When you take a step back from the world and think about how whacky some of the trends that surround us are... well... it's a bit unnerving.
It happened to me the other day when a friend texted to tell me that they could finance their coffee from Starbucks.
After a search online, it turns out to be true. You can finance a coffee from Starbucks using the buy now, pay later (BNPL) trend. For four weekly payments of $1.625... you can get that $6.50 latte.
And it's why now, more than ever, I really, really dislike Affirm (AFRM) and companies like it.
It's not hard to understand why.
Inflation is – and has been – above 2% for nearly two years.
Credit card debt hit an all-time high of $1 trillion recently (and is maintaining the level).
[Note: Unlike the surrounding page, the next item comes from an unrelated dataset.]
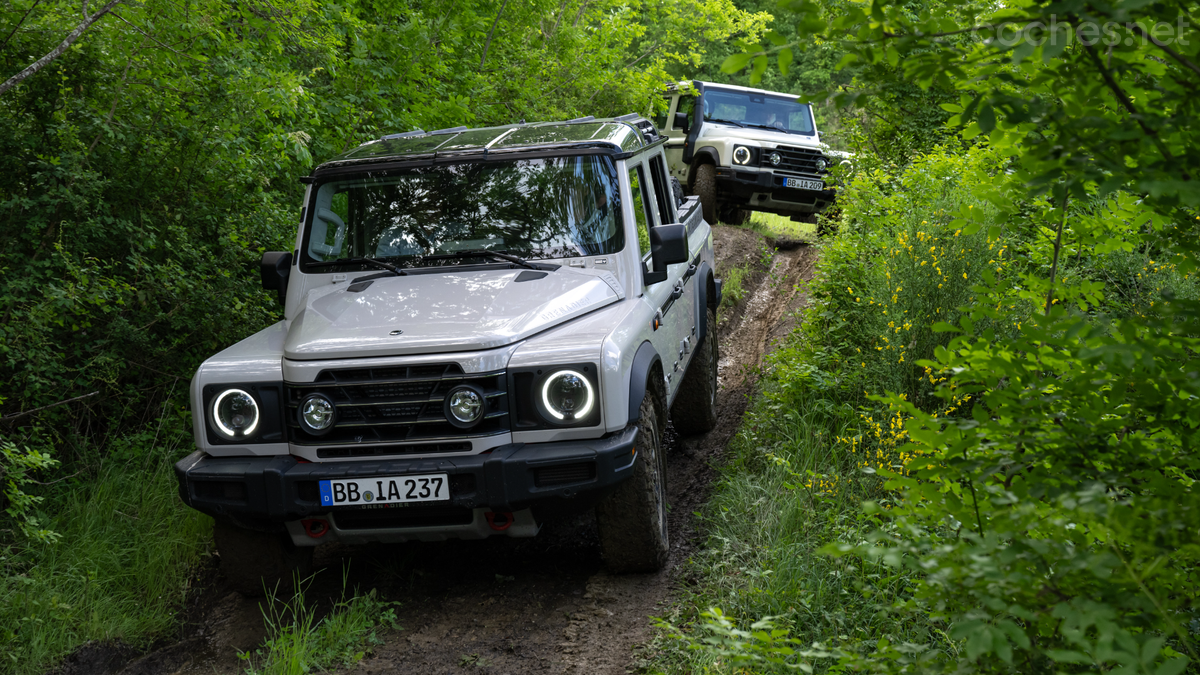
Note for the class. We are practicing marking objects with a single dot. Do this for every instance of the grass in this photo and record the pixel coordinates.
(781, 227)
(300, 643)
(119, 571)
Debt is expensive with interest rates as high as they are. We’re beginning to see delinquencies rise, which is probably due to the expense of debt.
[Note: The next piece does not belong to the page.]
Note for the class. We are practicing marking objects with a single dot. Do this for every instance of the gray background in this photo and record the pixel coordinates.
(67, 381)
In short, companies like Affirm prey on the average U.S. consumer.
The teaser rates of 0% interest are simply untrue, even if those are the most advertised. Services like Affirm do check shoppers’ credit ratings, and interest-free loans at the former company only accounted for 26% of its products last quarter.
Interest-bearing loans stretched as long as five years accounted for 74%, according to the firm.
"Oh, you can't afford that right now? Maybe you can in the future. And we'll put a nice premium on top of it just to make sure."
Wall Street surely believes in it. They believe that this system works. Which is why AFRM has nearly tripled in two months.
In the short term, Wall Street may be right. In the long term, though, they're wrong. And that's where our advantage is today.
Bottom Line: Even though it seems great to not have to worry about the future and pay less right now, it’s usually the wrong move to make.
You pay more over time, and what you’re buying usually isn’t worth what it costs to your declined purchase power.
Once reality sets in and there’s declining demand or increasing delinquencies, look out below.
A valuation of $15 billion for a company that relies on financing lattes is much too much.
I’d avoid the stock at all costs and, for more speculative traders, a put option (which benefits from declining prices) six to twelve months out could profit handsomely.